In September of 2010, the team noticed that reefs in Almirante Bay, Bocas del Toro Province, were showing clear signs of stress. The corals were turning white and dying, which is indicative of coral bleaching caused by warming events. The scientists also observed a bloom of bacterial slime and saw the dead bodies of crabs, sea urchins, and sponges littering the ocean floor.
What the team found to be even more odd was the obvious depth line that separated the seemingly healthy part of the reef towards the top from the dying reef below. In measuring the water quality, they were able to determine that the deeper waters had much lower oxygen levels compared to water close to the surface. The team had found clear evidence of a dead zone.
According to the researchers, dead zones like this may be common in the tropics, but have gone mostly unreported. Altieri elaborates: “The number of dead zones currently on our map of the world is 10 times higher in temperate areas than it is in the tropics, but many marine biologists work out of universities in Europe and North America and are more likely to find dead zones close to home.”
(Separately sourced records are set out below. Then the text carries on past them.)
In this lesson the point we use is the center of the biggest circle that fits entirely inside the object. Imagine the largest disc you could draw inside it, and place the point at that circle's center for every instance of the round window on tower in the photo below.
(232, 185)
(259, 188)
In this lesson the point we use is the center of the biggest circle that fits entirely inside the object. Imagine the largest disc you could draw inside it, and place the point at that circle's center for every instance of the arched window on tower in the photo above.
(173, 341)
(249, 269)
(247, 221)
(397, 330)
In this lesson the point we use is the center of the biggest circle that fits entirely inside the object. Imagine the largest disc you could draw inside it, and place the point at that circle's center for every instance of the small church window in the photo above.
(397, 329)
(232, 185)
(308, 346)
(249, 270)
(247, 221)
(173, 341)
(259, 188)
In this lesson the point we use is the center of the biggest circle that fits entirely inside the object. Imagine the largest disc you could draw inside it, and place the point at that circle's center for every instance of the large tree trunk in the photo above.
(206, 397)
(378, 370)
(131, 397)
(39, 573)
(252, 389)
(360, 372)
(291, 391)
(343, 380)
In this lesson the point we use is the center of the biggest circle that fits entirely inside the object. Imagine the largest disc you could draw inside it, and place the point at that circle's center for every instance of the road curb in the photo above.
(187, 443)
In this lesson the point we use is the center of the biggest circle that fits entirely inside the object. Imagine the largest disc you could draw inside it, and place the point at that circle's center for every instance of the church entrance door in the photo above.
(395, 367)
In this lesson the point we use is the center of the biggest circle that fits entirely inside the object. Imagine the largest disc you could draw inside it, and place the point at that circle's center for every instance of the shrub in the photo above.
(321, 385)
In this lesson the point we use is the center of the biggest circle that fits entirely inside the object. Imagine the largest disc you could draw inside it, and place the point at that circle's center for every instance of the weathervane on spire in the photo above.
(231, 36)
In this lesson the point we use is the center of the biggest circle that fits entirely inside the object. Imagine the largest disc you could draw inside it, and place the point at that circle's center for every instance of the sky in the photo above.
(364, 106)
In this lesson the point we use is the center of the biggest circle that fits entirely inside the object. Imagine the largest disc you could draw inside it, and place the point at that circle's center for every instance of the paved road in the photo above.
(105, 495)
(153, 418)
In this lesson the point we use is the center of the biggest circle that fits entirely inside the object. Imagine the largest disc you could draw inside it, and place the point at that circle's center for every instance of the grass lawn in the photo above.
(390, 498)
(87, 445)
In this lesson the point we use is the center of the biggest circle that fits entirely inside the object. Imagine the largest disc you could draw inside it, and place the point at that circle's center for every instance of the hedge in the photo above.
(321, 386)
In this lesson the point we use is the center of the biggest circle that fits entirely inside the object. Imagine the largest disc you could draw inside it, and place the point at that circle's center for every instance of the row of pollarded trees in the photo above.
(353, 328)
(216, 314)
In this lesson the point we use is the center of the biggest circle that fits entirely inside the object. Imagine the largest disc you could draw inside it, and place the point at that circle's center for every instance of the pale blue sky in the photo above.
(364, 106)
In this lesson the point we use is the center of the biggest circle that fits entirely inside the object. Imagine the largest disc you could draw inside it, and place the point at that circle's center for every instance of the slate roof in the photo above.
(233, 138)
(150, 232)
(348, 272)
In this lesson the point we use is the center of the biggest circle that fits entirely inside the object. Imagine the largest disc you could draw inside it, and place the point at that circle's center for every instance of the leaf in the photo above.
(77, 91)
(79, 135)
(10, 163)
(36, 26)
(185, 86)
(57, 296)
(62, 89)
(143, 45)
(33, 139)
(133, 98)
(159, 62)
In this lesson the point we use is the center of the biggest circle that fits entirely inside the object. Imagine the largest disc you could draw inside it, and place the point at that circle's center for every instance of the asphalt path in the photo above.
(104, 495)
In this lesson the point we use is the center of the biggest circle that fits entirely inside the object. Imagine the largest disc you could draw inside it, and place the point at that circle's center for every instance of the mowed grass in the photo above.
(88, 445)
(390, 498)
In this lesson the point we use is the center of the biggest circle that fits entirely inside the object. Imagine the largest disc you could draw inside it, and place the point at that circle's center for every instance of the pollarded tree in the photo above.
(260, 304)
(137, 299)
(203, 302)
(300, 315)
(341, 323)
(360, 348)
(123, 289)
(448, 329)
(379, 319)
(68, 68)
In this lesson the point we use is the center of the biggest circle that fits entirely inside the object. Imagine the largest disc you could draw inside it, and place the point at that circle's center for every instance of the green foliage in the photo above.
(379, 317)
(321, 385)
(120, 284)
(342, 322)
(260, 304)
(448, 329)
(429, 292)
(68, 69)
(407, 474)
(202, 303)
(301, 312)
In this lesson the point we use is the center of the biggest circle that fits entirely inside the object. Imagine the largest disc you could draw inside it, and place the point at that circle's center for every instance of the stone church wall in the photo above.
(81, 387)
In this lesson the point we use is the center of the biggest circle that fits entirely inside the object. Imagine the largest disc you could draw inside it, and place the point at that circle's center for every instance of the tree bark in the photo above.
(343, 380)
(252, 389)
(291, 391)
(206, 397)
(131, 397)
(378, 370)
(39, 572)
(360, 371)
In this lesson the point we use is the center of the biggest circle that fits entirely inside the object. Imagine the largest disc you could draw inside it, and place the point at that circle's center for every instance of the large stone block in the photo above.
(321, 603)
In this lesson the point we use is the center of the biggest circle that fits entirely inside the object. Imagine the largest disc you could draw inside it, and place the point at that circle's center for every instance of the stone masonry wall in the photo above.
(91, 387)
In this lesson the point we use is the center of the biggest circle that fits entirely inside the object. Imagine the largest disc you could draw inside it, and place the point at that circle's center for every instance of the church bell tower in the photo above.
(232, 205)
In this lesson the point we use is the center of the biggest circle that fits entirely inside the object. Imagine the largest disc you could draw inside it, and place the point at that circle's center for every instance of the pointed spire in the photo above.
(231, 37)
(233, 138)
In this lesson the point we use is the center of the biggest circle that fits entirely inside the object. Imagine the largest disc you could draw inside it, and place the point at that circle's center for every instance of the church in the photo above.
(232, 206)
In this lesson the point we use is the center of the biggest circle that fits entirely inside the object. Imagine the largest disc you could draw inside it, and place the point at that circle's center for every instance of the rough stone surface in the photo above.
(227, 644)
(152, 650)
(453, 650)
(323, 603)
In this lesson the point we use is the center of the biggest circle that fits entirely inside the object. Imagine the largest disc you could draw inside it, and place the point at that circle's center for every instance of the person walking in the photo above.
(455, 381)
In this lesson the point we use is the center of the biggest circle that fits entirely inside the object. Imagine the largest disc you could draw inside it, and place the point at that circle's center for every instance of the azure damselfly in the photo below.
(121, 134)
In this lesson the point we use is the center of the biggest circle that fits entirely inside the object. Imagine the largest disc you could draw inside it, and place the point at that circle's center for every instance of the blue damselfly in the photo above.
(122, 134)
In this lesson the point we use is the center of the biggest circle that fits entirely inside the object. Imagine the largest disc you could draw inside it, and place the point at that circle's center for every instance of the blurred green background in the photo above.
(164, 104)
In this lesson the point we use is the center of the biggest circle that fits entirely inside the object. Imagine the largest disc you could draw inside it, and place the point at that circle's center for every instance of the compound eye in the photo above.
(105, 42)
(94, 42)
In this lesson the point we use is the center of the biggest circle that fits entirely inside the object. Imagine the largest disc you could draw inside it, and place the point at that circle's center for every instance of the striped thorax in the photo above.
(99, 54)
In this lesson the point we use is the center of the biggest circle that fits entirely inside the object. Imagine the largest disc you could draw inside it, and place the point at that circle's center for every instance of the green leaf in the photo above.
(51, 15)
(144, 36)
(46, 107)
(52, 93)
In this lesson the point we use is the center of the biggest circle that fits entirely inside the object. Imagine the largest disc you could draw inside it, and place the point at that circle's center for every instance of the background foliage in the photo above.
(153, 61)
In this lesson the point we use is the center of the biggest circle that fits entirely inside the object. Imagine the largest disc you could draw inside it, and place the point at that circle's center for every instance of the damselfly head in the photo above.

This study shows the devastating impact dead zones are having on coral reefs in many tropical areas, finding 20 separate instances where dead zones are implicated in the mass mortality of coral reefs around the world. Despite this, the issue of low oxygen – more formally known as hypoxia – is rarely discussed as a threat to our reefs.
The authors of this study believe that increasing the capacity to monitor oxygen levels in reefs will ultimately help improve coral reef health and our understanding of the effects of dead zones. With so many threats to some of our most important and fragile ecosystems, it’s time to build on our understanding of how we can save them for the future.